Le terme « web 2.0 » est un coup de pub, un mot lancé récemment derrière lequel existe néanmoins un phénomène qui émerge depuis plusieurs années. Il s’agit d’une évolution de l’utilisation d’Internet. Au début, nous pensions que le changement viendrait des entreprises, via un développement de ses services. Or, nous nous sommes aperçus que le changement, que nous situons autour de l’an 2000, est venu des internautes avec l’intensification de leurs échanges. L’internaute est aujourd’hui au centre des échanges, à la fois récepteur et émetteur de fichiers, d’opinion… Par sa nouvelle utilisation d’Internet, il a contribué à un changement économique : les sites se sont mis à développer des interactions.

Récemment, Google a racheté YouTube, une des stars du Web 2.0, 1,65 milliards de dollars.

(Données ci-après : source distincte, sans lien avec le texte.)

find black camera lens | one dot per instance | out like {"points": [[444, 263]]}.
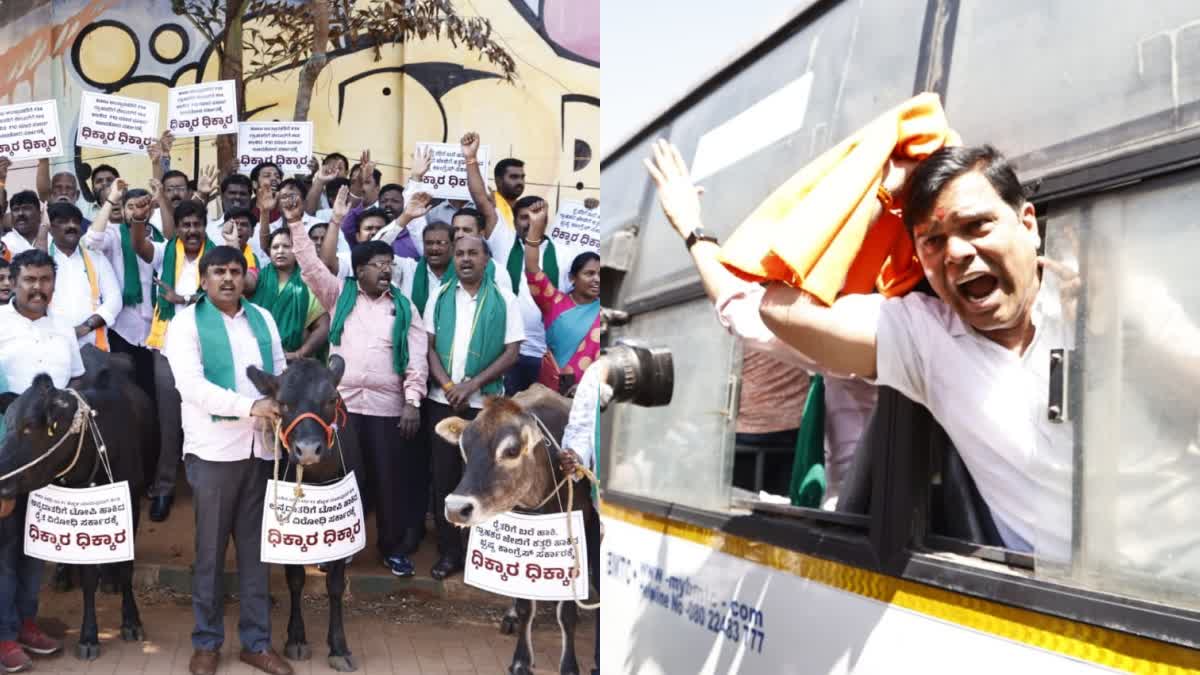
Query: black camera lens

Craignez-vous un emballement comparable à celui de la bulle en 2000 ?

Il y a effectivement un phénomène de mode mais rien de comparable avec la bulle d’alors. Concernant YouTube, l’avenir dira si cet achat était une bonne opération.

Les leçons de l’éclatement de la bulle ont donc été tirées…

Oui. Le Web 2.0 a généré de nouveaux modèles économiques. Avant, il s’agissait d’une transposition du modèle économique réel à l’Internet. C’est-à-dire que l’on proposait sur le Net tout ce qu’on trouvait dans la réalité : par exemple, le site d’un journal proposait les mêmes pages, le site d’un commerce proposait ses produits… Or ce modèle s’est avéré ne pas être gagnant : on achète dans la réalité, pas sur l’Internet. Le modèle d’aujourd’hui fournit les moyens qui vont permettre l’achat grâce à une valeur ajoutée. Les sites de références dans ce domaine sont Amazon.fr et la Fnac car ils proposent une symbiose des deux modèles : ils conservent la finalité de l’achat tout en proposant des « méta-informations ». Par exemple, pour un DVD, l’internaute a accès à un grand nombre de critiques qui vont inciter, ou non, à l’achat.

Quelle évolution voyez-vous pour le Web ? Les géants, comme Google, vont-ils pouvoir suivre ?

Google se demande actuellement s’il va pouvoir combiner son activité de moteur de recherche et son entrée dans la « folksonomy ». Cette dernière est la définition d’un nouveau type de classement incluant le «tagging» des internautes. L’enjeu pour le moteur de recherche est donc de poursuivre son « tagging » tout en prenant en compte celui des internautes. Nous allons observer une généralisation des sites offrant une plateforme d’échanges entre consommateurs. Les problèmes qui vont se poser, qui se posent déjà, sont les droits d’auteur, la censure et l’organisation économique de ces échanges.